Maybe it was hanging out at CIAT recently, but I seem to see cassava stories everywhere lately. Whether it’s chips for schools in Trinidad, or ethanol production in PNG, or breeding for disease resistance in Uganda, this tuber is everywhere. And don’t even get me started on the cassava revolution happening in Nigeria. International Year of Cassava anyone?
Was sunflower domesticated in Mexico or what?
I don’t know much about sunflower. That’s obvious enough from the cavalier fashion in which a recent Nibble of mine referred to a press release on a PNAS paper on sunflower domestication by David Lentz and others. ((David L. Lentz, Mary DeLand Pohl, José Luis Alvarado, Somayeh Tarighat and Robert Bye. Sunflower (Helianthus annuus L.) as a pre-Columbian domesticate in Mexico. Proceedings of the National Academy of Sciences 105: 6232-6237; published online as 10.1073/pnas.0711760105. The paper is behind a paywall but the supplementary material is available and gives a taste. Some nice pix.)) Briefly, that paper presented a range of archaeological, linguistic, ethnographic and ethnohistoric evidence for the domestication of sunflower in Mexico by 2600 BC. This would complement a separate, independent, well-attested domestication in the Mississippi Valley. That’s important not only academically but also for the insights it would give into genetic structure within the species, and hence possible breeding strategies.
But it looks like I unwittingly walked into a bit of a controversy. It seems things are a bit more complex than the press release made out. In a 2007 short communication in GRACE, the great Charles Heiser reverses himself with regards to some archaeobotanical material he had previously identified as a sunflower achene and as a result comes out against the Mexican domestication for the crop first advocated by Lentz in 2001. The available molecular evidence seems to support Heiser.
I don’t know much about sunflower. But after today, I know a little bit more. And I’ll be keeping an eye on this academic spat to learn more.
Talking about neglected crops
AGFAX Radio was at the recent Arusha meeting on neglected crops and has a whole bunch of interviews online (with transcripts):
- National treasures
- International viewpoints
- Nutritional benefits
- Social aspects
- Why Tanzania is ahead
- Mighty baobab
- From weed to cash crop: Amaranth
- Improving the varieties
- The farmer’s view
- The market for underutilized vegetables
Don’t forget the follow-up e-conference is still on.
Maize in Africa
An article in the latest Economist discusses the Malawi fertilizer subsidy programme. There’s been a fair amount in the media about this lately, and in particular about whether the bumper maize harvests of the past couple of years can be attributed to the extra fertilizer ((Incidentally, there’s an interesting NY Times video on what the rising cost of fertilizers means for farmers in the US.)) now finding its way onto farmers’ fields increasingly sown to modern varieties, or just to better rains. I think the jury is still out on that one, but check out this statement from the piece in The Economist:
…local seed varieties, little altered from those first brought by the Portuguese centuries ago…
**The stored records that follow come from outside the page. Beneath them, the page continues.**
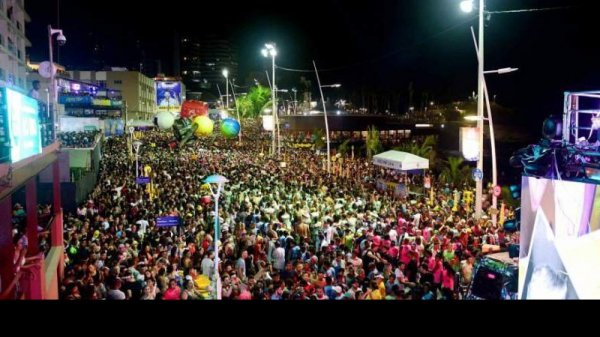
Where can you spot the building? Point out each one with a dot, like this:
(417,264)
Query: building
(13,66)
(138,91)
(202,61)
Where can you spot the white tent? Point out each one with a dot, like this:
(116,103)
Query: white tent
(401,161)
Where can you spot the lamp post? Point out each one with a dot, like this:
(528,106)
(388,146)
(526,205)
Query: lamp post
(61,40)
(219,181)
(501,71)
(270,51)
(237,109)
(325,115)
(467,6)
(226,74)
(136,146)
(295,101)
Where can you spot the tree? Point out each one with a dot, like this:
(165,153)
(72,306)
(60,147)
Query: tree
(318,138)
(252,105)
(343,148)
(455,172)
(373,142)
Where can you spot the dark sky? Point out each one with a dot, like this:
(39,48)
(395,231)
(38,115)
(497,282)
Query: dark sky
(378,44)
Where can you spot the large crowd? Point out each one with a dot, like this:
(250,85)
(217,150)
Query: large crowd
(287,232)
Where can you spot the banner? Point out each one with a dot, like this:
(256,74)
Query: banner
(168,96)
(168,221)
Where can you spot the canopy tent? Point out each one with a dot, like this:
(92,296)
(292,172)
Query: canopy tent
(401,161)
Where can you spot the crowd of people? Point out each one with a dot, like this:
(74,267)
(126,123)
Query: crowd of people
(286,232)
(83,139)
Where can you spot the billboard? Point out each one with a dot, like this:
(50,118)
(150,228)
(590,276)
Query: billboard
(168,96)
(20,129)
(560,240)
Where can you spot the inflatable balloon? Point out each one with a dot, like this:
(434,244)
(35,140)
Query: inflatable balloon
(191,109)
(230,128)
(165,120)
(205,126)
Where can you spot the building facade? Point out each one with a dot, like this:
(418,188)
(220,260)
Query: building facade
(138,91)
(13,66)
(202,62)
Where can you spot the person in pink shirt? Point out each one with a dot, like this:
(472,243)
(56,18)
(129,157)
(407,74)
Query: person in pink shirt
(173,293)
(448,283)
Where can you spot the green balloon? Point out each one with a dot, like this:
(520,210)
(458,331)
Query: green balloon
(205,126)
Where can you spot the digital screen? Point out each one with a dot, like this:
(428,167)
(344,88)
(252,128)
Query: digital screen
(23,130)
(560,240)
(168,96)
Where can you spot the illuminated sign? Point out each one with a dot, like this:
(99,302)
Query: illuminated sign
(20,132)
(469,143)
(168,96)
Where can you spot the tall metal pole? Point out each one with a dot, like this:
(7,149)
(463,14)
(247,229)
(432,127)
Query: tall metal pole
(326,120)
(274,98)
(53,84)
(492,136)
(237,108)
(217,230)
(480,108)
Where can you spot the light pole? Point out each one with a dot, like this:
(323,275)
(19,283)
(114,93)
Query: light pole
(237,109)
(226,74)
(136,146)
(271,51)
(467,6)
(219,181)
(501,71)
(325,115)
(295,101)
(61,40)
I don’t know about you, but I think that rather underestimates the power of natural selection, drift and recombination. Not to mention 500 growing seasons’ worth of painstaking selection by twenty generations of African farmers.
Cassava diversity 101
After hanging out with experts for three days here in Cali, this is what I think I know about cassava genetic diversity:
- There’s a hotspot in Brazil, but Central America is pretty diverse too. Those two places are also where the wild species are most numerous. There is geneflow between wild and cultivated populations.
- There’s little geographic structure within the New World diversity, except for Guatemalan material being way genetically distinct (and higher in protein to boot). Lots of geneflow, I guess.
- The African material is less diverse than the American, but not much, and significantly distinct from it. Selection, and isolation.
- Within Africa, the Nigerian material is somewhat distinct. In general, there is more geographic structure in Africa than in the Americas.
- Asia received material historically from both Brazil (via Africa) and Mexico (via the Philippines), but there hasn’t been the differentiation there that is seen in Africa. There hasn’t been as much selection of natural hybrids in Asia as in Africa.
- Weird mutants keep turning up, including “sugary cassava,” “ketchup cassava” (the pinkiness is due to lycopene), and amylose-free clones.